While I was listening to the tribe at night, they were talking about menopause. Womb in woman's body is the place of creativity. A life starts in womb, and it gets formed into another human being with the perfect protection by the womb, for the duration of 10 months. All are born out of women. No exceptions. While masculine energy is for intention and direction, femininity energy is for balance, prayer, nurturing and healing. After the operation, a woman lost the womb. And yet, body functions, as if the womb were still there. Feel the pain in the void where womb was supposed to be. Body remembers the energy of the womb. How reassuring it is! Someone will remember with so much emotion and care that I was there with full of the intrinsic energy born with me. What a deep relieve.
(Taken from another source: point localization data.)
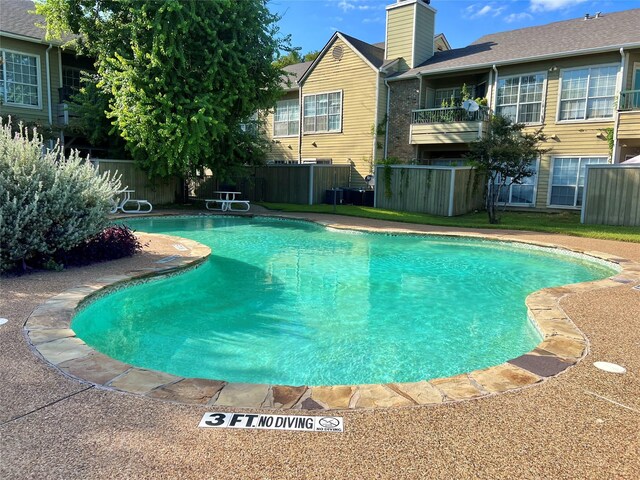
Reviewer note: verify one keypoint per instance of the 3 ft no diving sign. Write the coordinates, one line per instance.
(272, 422)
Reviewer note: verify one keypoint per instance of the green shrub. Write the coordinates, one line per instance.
(48, 202)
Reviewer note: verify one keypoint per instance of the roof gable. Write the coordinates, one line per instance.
(17, 20)
(608, 32)
(371, 55)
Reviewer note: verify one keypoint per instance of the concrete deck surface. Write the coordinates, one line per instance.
(584, 423)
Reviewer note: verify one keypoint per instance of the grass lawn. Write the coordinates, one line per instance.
(567, 223)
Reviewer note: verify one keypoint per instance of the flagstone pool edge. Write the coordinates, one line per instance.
(563, 345)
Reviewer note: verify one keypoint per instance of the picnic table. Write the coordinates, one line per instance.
(225, 200)
(124, 197)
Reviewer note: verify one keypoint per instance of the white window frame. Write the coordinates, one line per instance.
(518, 103)
(4, 79)
(289, 120)
(315, 131)
(586, 98)
(535, 190)
(576, 185)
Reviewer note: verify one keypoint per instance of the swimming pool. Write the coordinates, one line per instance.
(291, 303)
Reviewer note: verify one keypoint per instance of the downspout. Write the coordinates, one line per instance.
(60, 85)
(375, 123)
(614, 150)
(494, 87)
(48, 73)
(386, 127)
(300, 119)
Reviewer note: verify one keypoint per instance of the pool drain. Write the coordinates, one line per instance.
(610, 367)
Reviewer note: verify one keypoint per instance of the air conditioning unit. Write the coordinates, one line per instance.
(317, 161)
(282, 162)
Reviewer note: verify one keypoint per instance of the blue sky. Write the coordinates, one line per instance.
(312, 22)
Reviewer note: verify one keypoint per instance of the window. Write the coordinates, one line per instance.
(19, 77)
(448, 95)
(587, 93)
(520, 98)
(323, 113)
(567, 179)
(520, 193)
(286, 120)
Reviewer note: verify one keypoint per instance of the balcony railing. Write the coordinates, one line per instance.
(448, 115)
(629, 100)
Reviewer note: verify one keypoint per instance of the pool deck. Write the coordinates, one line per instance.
(583, 423)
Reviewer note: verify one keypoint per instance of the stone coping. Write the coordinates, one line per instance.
(563, 345)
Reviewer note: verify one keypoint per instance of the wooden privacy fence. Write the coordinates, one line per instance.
(157, 191)
(445, 191)
(299, 184)
(611, 195)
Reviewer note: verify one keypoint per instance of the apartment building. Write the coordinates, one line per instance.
(577, 80)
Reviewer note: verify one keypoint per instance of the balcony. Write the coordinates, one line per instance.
(629, 117)
(447, 125)
(629, 100)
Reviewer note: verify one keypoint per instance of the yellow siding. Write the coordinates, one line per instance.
(400, 33)
(612, 196)
(41, 113)
(281, 148)
(382, 120)
(425, 23)
(629, 125)
(581, 138)
(634, 60)
(357, 81)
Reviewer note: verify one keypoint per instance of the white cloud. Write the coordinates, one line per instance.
(477, 11)
(346, 5)
(375, 19)
(517, 17)
(551, 5)
(362, 5)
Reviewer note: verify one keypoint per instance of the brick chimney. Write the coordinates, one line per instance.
(410, 32)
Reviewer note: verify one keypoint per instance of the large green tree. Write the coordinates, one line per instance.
(505, 155)
(180, 75)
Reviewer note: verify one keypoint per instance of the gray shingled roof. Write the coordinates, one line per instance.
(15, 18)
(294, 71)
(609, 32)
(373, 53)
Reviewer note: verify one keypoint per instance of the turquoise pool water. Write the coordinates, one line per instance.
(289, 302)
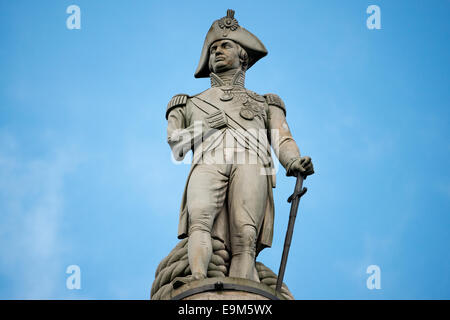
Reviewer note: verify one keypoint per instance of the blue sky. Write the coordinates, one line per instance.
(86, 176)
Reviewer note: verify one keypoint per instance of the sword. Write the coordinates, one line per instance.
(294, 199)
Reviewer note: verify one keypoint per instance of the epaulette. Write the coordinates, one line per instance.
(274, 100)
(178, 100)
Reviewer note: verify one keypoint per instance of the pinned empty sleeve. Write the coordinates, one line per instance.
(274, 100)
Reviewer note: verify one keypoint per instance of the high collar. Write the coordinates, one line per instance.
(228, 78)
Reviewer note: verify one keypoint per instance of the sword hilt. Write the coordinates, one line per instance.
(297, 194)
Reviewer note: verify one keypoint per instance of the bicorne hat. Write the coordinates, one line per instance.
(228, 28)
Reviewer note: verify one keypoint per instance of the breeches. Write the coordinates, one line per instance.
(242, 188)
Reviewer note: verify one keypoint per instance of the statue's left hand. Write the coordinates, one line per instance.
(301, 166)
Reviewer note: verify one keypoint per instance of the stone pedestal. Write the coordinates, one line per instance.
(224, 289)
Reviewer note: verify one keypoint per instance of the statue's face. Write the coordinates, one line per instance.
(223, 56)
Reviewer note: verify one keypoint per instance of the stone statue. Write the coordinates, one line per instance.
(230, 130)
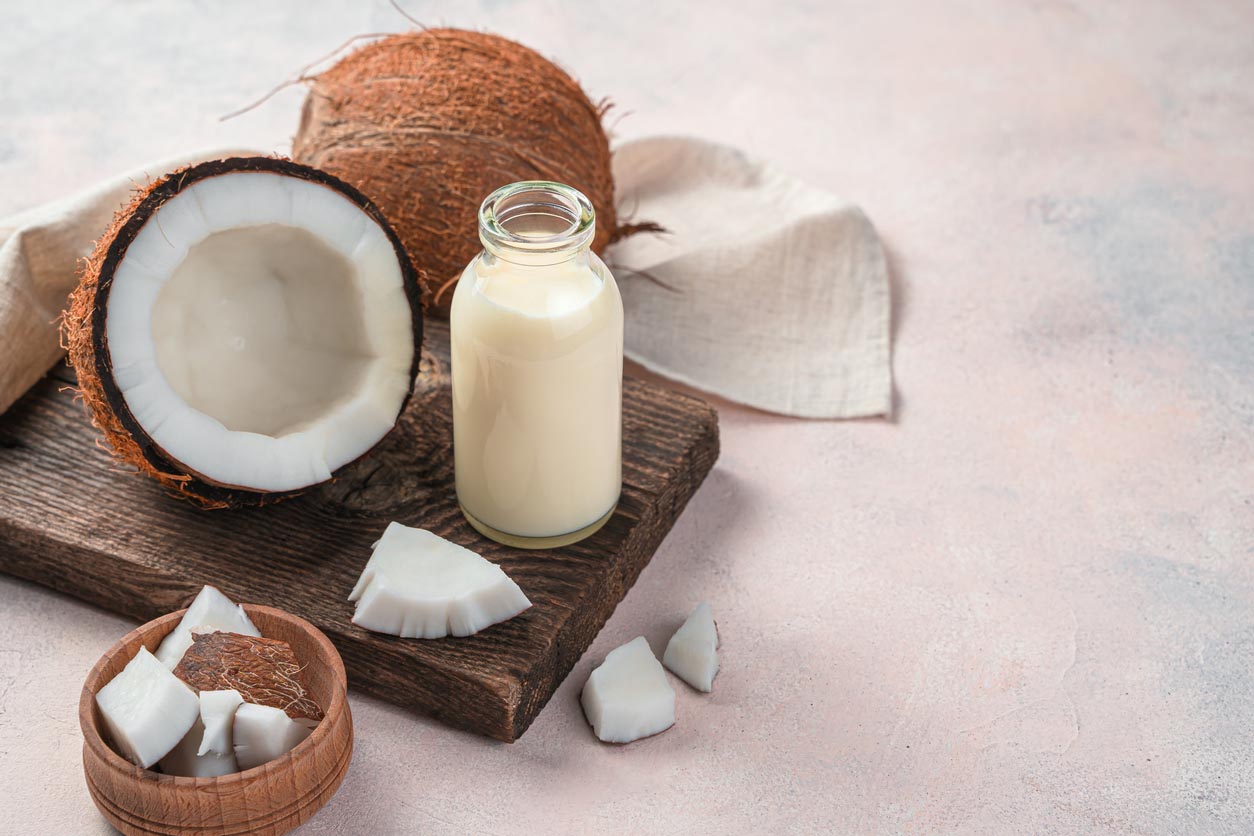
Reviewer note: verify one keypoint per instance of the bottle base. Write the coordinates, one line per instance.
(521, 542)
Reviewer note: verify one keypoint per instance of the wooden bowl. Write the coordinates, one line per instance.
(267, 800)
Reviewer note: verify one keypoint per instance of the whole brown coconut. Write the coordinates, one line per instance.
(429, 123)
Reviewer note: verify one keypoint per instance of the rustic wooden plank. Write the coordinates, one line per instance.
(73, 520)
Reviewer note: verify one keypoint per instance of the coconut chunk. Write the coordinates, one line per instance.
(418, 584)
(627, 697)
(217, 717)
(262, 733)
(187, 761)
(211, 611)
(263, 671)
(692, 652)
(147, 710)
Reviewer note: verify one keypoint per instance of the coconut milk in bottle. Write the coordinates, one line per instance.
(537, 340)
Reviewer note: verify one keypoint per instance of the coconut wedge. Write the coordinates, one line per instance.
(245, 330)
(692, 652)
(416, 584)
(211, 611)
(628, 697)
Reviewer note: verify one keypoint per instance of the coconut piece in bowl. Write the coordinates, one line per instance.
(147, 710)
(262, 671)
(262, 733)
(187, 761)
(211, 611)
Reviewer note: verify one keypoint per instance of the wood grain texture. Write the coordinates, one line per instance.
(268, 800)
(70, 519)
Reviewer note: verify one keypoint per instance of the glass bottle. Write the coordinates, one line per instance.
(537, 342)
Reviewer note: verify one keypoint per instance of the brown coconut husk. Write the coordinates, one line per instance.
(87, 341)
(263, 671)
(429, 123)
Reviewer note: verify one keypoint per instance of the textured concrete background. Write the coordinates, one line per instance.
(1026, 604)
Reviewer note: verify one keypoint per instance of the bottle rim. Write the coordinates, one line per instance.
(537, 218)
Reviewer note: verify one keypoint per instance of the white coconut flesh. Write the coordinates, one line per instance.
(692, 652)
(416, 584)
(627, 696)
(260, 331)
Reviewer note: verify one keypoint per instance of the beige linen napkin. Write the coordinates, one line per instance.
(768, 291)
(775, 293)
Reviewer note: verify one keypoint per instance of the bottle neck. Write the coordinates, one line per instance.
(536, 223)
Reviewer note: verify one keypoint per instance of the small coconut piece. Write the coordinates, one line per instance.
(211, 611)
(418, 584)
(217, 716)
(262, 733)
(187, 761)
(692, 652)
(627, 697)
(263, 671)
(147, 710)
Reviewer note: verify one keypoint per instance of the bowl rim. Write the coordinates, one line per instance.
(93, 736)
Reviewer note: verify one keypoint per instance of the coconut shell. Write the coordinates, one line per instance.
(85, 339)
(429, 123)
(263, 671)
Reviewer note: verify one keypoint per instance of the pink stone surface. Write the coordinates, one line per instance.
(1025, 604)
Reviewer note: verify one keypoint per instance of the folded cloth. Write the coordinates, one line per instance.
(763, 290)
(39, 265)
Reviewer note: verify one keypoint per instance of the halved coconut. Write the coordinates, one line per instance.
(246, 329)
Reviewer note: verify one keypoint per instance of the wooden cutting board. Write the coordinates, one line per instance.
(72, 519)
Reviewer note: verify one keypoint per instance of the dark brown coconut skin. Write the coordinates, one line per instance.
(83, 327)
(429, 123)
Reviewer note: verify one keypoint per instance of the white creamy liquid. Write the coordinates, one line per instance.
(537, 394)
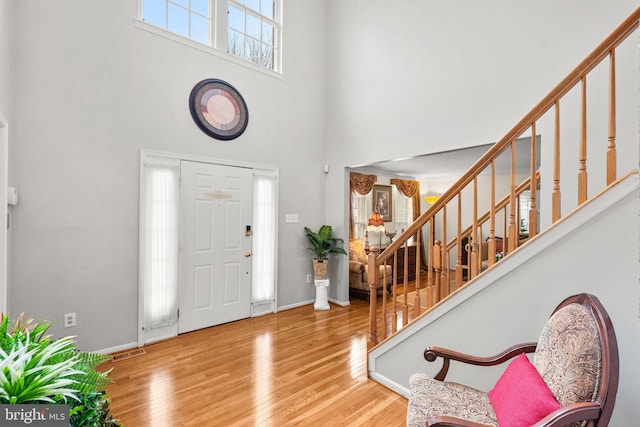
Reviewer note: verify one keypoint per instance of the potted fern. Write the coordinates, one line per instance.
(35, 369)
(323, 244)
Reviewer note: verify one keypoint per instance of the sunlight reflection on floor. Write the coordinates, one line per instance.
(263, 366)
(161, 390)
(357, 353)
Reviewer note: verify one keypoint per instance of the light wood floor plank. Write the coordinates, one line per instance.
(296, 367)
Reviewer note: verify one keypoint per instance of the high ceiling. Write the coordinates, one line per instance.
(448, 164)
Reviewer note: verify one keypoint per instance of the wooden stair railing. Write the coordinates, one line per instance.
(434, 222)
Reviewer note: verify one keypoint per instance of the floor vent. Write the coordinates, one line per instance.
(127, 355)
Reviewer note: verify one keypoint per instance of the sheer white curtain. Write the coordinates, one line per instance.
(264, 238)
(159, 252)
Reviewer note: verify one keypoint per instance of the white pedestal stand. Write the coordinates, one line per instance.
(322, 302)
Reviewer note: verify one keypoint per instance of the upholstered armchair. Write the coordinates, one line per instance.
(573, 379)
(358, 271)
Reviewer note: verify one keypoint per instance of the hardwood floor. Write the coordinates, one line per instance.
(298, 366)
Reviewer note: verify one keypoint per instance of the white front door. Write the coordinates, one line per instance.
(215, 260)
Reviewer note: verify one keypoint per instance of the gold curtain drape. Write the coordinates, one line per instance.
(361, 184)
(410, 188)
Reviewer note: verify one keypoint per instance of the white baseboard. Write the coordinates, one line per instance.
(117, 348)
(298, 304)
(340, 303)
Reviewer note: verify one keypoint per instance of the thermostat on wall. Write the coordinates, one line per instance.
(12, 196)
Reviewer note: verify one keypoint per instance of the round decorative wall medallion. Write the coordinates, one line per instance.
(218, 109)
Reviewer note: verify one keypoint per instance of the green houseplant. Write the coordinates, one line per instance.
(36, 369)
(323, 244)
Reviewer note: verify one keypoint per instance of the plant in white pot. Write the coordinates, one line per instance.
(323, 245)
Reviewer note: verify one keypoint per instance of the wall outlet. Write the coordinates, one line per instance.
(69, 320)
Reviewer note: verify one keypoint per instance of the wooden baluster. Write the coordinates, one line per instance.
(443, 276)
(385, 291)
(473, 243)
(582, 172)
(505, 215)
(513, 230)
(556, 197)
(533, 186)
(405, 288)
(416, 303)
(492, 217)
(394, 296)
(431, 300)
(459, 244)
(611, 151)
(437, 266)
(372, 277)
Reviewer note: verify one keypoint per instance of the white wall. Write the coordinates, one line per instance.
(414, 77)
(514, 308)
(6, 110)
(6, 56)
(94, 90)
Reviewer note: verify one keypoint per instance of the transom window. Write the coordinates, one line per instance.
(252, 31)
(247, 29)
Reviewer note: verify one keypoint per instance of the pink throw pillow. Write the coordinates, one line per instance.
(521, 397)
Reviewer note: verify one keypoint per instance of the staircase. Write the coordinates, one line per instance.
(474, 220)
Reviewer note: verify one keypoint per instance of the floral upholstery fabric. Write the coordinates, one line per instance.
(356, 251)
(431, 397)
(358, 267)
(569, 356)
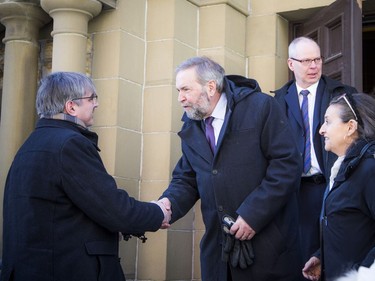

WhiteStag talked about breathing. She feels she is a pipe and that is a meaning of her being on this earth. By inhale, she takes the energy from outside to cleanse inside the pipe, and through exhale she returns back what does not belong to her to the mother earth for her healing. She talked about living in alignment with the rhythm of the Earth. I used to feel that when I was living with Lg. Lamai community or apai dan indu dekat Kanowit (Sg. apa ya, nama kampung? dah terlupa....). Absolute energy and power of the nature, grandmother earth and grandfather sky, movement moon and star. In the current space where I am in, I have completely forgotten and lost the sense to tune myself into the rhythm of the Earth. I am obsessed as if I were omnipotent, humans were one and only dominant species, centre of attention, on this earth. That's the distortion. I miss feeling the energy of the mother earth, rhythm of the universe, with so much silence except the whisper from the sacred ancestors and spirits residing in the forest.

I still do not have words to express "this is the mix of essences to make one evocative leader", but yesterday's sacred experience with wise women is now whispering into my ears, "Tomomi, life is beautiful. Open your eyes and ears and go for exploration with all the energies surrounding us".